ROANOKE TIMES

                         Roanoke Times
                 Copyright (c) 1995, Landmark Communications, Inc.

DATE: TUESDAY, January 17, 1995                   TAG: 9501180030
SECTION: CURRENT                    PAGE: NRV-1   EDITION: NEW RIVER VALLEY 
SOURCE: KENNETH SINGLETARY STAFF WRITER
DATELINE: PEMBROKE                                LENGTH: Medium


FLOOD TAKES TOLL ON GILES

In what residents are calling the worst flood in recent memory, the brown, swirling waters of the New River rose up and left families homeless in Narrows and Newport, and flooded homes and businesses elsewhere in Giles County during the weekend.

"This is the worst I've ever seen it," said Charles Sexton, whose trailer, one of about a dozen at the Riverside trailer park near Narrows, was washed off its foundation and carried about a 100 yards away.

"I'm not going to put it back there no more. I'm going to find me some higher ground," said Sexton, who has lived at the trailer park for seven years and seen floods before.

Rescuers had to use a boat to bring one family to safety at the trailer park, officials said.

"Everything we got in the campground ... just about everything is gone," said 75-year-old Lethia Duncan, who operates a campground in Newport near the river with her husband, Edgar, 86. Their home also was flooded, and they planned to stay in a camper lent them by friends.

"I feel sad, but life goes on," she said. "At least we're both still walking around."

Nowhere in the county were there reports of injuries, and people throughout the New River Valley were counting their blessings even as they dried out and cleaned up Monday. In Radford, officials canceled school but had brought the city water service back on line after a 14-hour shut-down.
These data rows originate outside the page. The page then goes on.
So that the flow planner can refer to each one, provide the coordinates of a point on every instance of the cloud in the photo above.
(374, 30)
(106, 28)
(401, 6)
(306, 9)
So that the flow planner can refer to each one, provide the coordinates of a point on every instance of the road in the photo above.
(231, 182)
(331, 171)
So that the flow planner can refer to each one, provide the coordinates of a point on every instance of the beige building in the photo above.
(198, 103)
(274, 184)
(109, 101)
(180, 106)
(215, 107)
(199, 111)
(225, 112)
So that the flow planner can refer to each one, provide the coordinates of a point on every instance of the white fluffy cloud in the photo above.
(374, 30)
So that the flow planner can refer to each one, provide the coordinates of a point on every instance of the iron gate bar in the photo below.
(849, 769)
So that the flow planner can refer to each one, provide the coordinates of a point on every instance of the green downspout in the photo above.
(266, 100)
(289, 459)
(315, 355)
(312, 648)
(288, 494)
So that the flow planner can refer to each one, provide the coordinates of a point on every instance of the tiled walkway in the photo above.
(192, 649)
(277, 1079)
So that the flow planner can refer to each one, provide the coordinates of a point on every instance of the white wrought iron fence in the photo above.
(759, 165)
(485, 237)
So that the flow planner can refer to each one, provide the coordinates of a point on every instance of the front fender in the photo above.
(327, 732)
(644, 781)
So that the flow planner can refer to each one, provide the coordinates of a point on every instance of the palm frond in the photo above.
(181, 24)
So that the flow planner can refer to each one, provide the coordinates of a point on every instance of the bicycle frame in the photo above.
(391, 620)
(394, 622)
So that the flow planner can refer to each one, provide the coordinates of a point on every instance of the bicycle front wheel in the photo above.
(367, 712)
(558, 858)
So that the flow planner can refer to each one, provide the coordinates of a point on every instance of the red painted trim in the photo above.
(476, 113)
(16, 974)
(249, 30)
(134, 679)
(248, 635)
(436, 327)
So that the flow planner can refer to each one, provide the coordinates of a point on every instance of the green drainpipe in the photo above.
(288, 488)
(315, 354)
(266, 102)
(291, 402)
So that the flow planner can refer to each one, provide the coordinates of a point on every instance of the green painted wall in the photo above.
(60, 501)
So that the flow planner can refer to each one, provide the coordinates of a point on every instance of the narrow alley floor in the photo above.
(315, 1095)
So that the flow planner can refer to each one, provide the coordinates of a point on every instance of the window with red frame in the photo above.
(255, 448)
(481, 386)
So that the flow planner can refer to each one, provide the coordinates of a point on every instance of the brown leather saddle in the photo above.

All along the river, the image was the same Monday. The water that in some places had spread 50 yards or more beyond its banks was receding, but still rushing by at a frantic rate, carrying with it everything from small flotsam to huge trees. By 5 p.m. Monday, the water had dropped 7 feet, said Steve Davis, Giles County emergency services coordinator.

Appalachian Power Co. officials said they were slowly closing the gates at the dam at Claytor Lake, upstream of the valley. They expected to have the gates closed by today, said Don Johnson, a company spokesman.

The lake, which had an elevation last week of 1,843 feet, 3 feet below normal, had risen about 4 feet to within inches of the top of the dam Sunday, forcing the power company to open the dam's gates.

The flow of water at Allisonia, where the river enters Claytor Lake, was 2,669 cubic feet per second at 1 a.m. Friday. It was 112,558 cubic feet per second at 3 p.m. Sunday.

"We didn't experience the terrible situations like we could have," said a Giles County Sheriff's Office dispatcher. "We were very fortunate."

Veteran flood-watchers said they were surprised by how fast the water rose and by the extent of the flooding.

"It came up real quick, quicker than I've ever seen it come up," said Harvey Niday, who has earned a reputation in Giles County for accurately predicting how bad a flood will be based on the water level in Radford, 37 miles upstream.

He said he had about a quarter-inch of silt in his trailer near Pembroke. But he was able to smile about it Monday.

"What the hell else would you do?" he said, adding that this was the worst flooding he had seen since 1940, when the river washed away two-story houses.

He planned to invite his neighbors, many of whom had been hit harder than he had been, over for sandwiches Monday.

"If you live on the river, you expect this," he said. "Its part of the price."

Sexton said residents heard no warning. In previous floods, he said, sheriff's deputies "came down and told us, 'The water's going to get real high. Get what you can and get out.'"

In Narrows, the Virginia 61 bridge was closed from 11 p.m. Sunday to 5 a.m. Monday, and the town's sewage treatment plant and Main Street were shut down for several hours. Businesses in town saw flooded basements, town officials said.

In Rich Creek, rescuers had to haul away campers ahead of the rising water.

"It ain't quite sunk in yet. Maybe it'll hit me hard later on," Sexton said. "Now I know how those people out in California feel."